President Donald Trump’s US Supreme Court nominee Amy Coney Barrett in 2006 signed on to an advertisement in an Indiana newspaper calling for the landmark 1973 ruling that legalised abortion nationwide to be overturned, a stance certain to be scrutinised during her upcoming Senate confirmation hearings.

Her participation in the ad published in the South Bend Tribune, first reported on Thursday by the Guardian newspaper, appears to be the most direct expression of Barrett’s opposition to abortion and is sure to intensify debate that she would vote to restrict, if not overturn, abortion rights if she is confirmed to the Supreme Court.

Barrett and her husband, a former federal prosecutor, were among more than 1,200 people who lent their names to the ad, which called the Roe vs Wade decision “an exercise of raw judicial power”.

“It’s time to put an end to the barbaric legacy of Roe v.
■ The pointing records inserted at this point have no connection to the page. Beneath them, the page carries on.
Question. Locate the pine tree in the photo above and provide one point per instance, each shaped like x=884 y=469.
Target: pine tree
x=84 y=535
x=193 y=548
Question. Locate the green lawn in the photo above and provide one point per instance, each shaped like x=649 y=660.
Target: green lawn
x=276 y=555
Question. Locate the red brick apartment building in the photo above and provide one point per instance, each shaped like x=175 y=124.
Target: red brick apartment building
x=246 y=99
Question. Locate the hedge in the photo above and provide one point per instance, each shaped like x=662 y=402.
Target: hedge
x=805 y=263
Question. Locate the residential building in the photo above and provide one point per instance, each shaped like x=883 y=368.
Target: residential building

Wade and restore law that protects the lives of unborn children,” the advertisement, purchased by an anti-abortion organisation called St Joseph County Right to Life, stated.
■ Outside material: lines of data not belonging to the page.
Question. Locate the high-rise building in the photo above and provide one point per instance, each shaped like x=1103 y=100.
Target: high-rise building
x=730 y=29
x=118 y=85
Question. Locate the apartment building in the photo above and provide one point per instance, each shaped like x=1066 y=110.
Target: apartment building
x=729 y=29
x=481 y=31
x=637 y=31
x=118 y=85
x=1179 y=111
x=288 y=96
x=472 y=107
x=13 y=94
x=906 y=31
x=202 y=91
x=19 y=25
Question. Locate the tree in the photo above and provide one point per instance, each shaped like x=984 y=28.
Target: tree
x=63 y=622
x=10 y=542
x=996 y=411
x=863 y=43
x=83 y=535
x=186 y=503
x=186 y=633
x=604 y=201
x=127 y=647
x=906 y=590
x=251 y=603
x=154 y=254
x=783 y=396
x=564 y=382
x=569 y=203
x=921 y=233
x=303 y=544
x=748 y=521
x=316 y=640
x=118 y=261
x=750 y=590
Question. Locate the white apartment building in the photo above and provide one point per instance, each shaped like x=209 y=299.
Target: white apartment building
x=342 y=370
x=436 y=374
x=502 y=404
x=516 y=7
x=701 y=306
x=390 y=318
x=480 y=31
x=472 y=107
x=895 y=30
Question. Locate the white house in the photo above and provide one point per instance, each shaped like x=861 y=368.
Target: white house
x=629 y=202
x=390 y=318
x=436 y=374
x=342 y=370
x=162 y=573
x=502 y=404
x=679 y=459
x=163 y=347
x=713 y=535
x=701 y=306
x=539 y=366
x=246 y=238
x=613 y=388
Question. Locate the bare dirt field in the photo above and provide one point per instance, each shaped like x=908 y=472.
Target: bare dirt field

Barrett continued to meet individual senators on Thursday ahead of confirmation hearings later this month [Erin Scott/Pool via Reuters]

Barrett, who on Thursday continued with a series of meetings with individual senators ahead of Senate Judiciary Committee confirmation hearings due to start on October 12, declined to answer questions about the ad.
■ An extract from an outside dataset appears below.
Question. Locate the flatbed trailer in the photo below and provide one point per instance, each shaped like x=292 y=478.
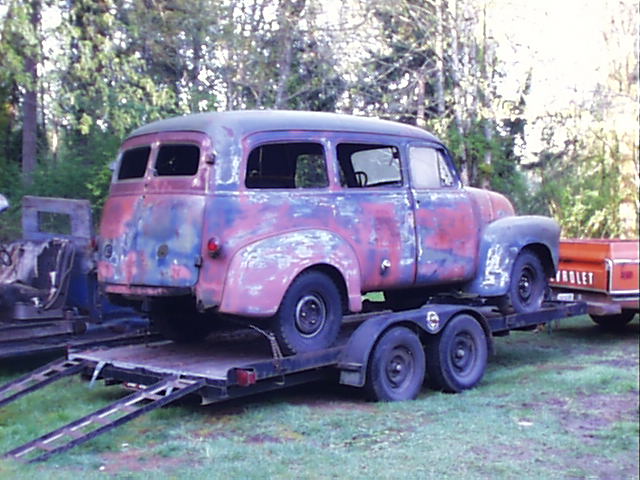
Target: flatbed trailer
x=387 y=353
White House spokesman Judd Deere told the Associated Press news agency that Barrett had already distinguished her personal views from her responsibility as a judge.

“As Judge Barrett said on the day she was nominated: ‘A judge must apply the law as written. Judges are not policymakers, and they must be resolute in setting aside any policy views they might hold’,” Deere said in an email.

Democratic committee members can be expected to press her on the issue.

President Donald Trump objected during the first presidential debate when Democratic challenger Joe Biden said Roe vs Wade was ‘on the ballot’ in the election (AP Photo/Julio Cortez)

Trump, who in January addressed an anti-abortion rally in Washington and said: “Unborn children have never had a stronger defender in the White House,” promised during the 2016 presidential race to appoint Supreme Court justices who would overturn the Roe vs Wade ruling, which made abortion legal across the US.

Trump has called on the Senate to confirm Barrett to replace the late-liberal Justice Ruth Bader Ginsburg, a defender of abortion rights, before the presidential election on November 3.

During Tuesday’s presidential debate, Trump objected when his Democratic challenger Joe Biden said the fate of Roe vs Wade was “on the ballot” in the election.

Trump told Biden: “You don’t know her view on Roe vs Wade”.

A Catholic who earned a law degree and taught at the University of Notre Dame, a Catholic institution in South Bend, Barrett is a favourite of religious conservatives. She was a law professor at Notre Dame at the time of the ad.

Overturning the ruling has been a long-standing goal of US religious conservatives. The ruling recognised that a constitutional right to personal privacy protects a woman’s ability to obtain an abortion.

The court in 1992 reaffirmed the ruling and prohibited laws that place an “undue burden” on obtaining an abortion. Conservative opponents of the ruling have argued that the case was wrongly decided.